The Bengals are going to need every last healthy body in this game playing at a high and cohesive level if they are going to keep Rodgers from lighting up the Paul Brown Stadium scoreboard.
And if you think you’re going to trick Rodgers all day, you’re going to lose at that game of poker. But to Anarumo that doesn’t mean you don’t pick your spots and try to catch him with something he’s not expecting.
“I think there’s a balance between the two,” Anarumo told me. “Even if you can get him a couple times in a game, that’s an advantage. We’re certainly going to do things that we have done and maybe put a little twist on it, but you can’t just say, ‘Yes, he’s this and he’s seen it all, but make him execute too.’ That’s been our message all week is make sure we don’t give them anything for free.

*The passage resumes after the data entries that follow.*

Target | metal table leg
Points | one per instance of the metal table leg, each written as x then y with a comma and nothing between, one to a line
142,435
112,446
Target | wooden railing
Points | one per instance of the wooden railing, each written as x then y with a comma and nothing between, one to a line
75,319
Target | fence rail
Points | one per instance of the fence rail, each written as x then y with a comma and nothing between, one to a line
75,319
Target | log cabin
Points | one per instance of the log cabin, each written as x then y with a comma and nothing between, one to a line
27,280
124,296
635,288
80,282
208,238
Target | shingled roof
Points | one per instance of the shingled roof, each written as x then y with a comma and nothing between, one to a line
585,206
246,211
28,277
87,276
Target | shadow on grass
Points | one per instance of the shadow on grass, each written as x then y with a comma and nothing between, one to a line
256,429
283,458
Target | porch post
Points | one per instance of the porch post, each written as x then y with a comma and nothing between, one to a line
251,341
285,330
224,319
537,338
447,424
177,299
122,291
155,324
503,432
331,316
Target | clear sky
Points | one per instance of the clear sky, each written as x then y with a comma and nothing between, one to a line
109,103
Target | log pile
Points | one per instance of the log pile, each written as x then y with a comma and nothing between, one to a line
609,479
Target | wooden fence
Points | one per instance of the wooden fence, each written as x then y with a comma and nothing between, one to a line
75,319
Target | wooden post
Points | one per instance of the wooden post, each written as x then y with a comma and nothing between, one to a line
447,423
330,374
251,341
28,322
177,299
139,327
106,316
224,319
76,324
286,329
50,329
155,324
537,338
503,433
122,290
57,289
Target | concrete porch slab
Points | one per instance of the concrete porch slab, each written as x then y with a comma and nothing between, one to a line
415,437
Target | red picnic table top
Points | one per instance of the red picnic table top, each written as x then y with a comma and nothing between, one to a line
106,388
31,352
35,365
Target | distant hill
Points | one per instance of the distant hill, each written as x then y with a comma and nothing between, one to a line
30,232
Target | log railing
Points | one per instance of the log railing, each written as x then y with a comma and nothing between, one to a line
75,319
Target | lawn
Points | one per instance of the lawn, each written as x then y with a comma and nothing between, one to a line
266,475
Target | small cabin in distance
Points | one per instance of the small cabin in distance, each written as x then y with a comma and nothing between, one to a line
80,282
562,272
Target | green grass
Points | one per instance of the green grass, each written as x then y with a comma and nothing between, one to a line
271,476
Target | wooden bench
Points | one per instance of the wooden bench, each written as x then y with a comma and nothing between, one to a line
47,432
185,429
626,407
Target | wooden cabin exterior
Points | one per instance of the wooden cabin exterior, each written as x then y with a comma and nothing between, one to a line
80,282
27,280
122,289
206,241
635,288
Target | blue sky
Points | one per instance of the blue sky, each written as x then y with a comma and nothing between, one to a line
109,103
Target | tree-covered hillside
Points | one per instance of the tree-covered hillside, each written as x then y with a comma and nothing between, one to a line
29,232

“They’ve gotta earn everything they get and they do that, but if you cut a guy loose or you give him a big run, then it makes it that much harder. Make him earn everything they get. That ball’s zipping by your ear and he catches it, that happens, but don’t turn anybody loose or anything like that. We’ve got to know where their star player’s at and take advantage of it.”
Many coaches, starting with New England’s Bill Belichick, have a long-standing suggestion to their defensive backs when defending quarterbacks like Aaron Rodgers. GTFB. Get The F*&$ Back. In other words, keep everything in front of you and make them earn every inch. Lou Anarumo is no different.
“The nice thing about the back-shoulder (throw) means you’re on top and you’re not giving him a deep go-ball,” Anarumo said. “So, you just play back into the guy. But the key point is, generally speaking, you don’t lose the game on back-shoulder throws. You lose the game if they run past you, and they get on top of you. It’s a read between the quarterback and the receiver. You don’t want to give up either but if I had my druthers, I’d pick the back shoulder and will contest it with our near hand.”
Lou Anarumo was in Miami in 2014 as the Dolphins’ defensive backs coach. The Dolphins were leading the Packers late, 24-20. Then Rodgers happened.
“We’re winning. I’m (coaching with) the Dolphins and we’re winning at Miami. We get a strip sack on a two-minute drive and we’re up four points and he’s got the ball,” Anarumo painfully recalled Thursday. “So, you’re a little nervous to begin with. So, we get a strip sack with about 45 seconds left and the ball is like right there. And if you would have told me Brent Grimes is there, the ball is there and nobody else is, I would say we’re going to win because Brent is a crazy athlete and he’ll just fall on it.
“Well, somehow their guard got it, moved the ball down the field, he gave us a fake spike type thing and we got out of position a little bit. He throws it to get closer and it’s first and goal with two seconds and throws an out-cut and we lose. There’s my horror story.”
That’s certainly a scary October story the Bengals have no intention of re-creating Sunday.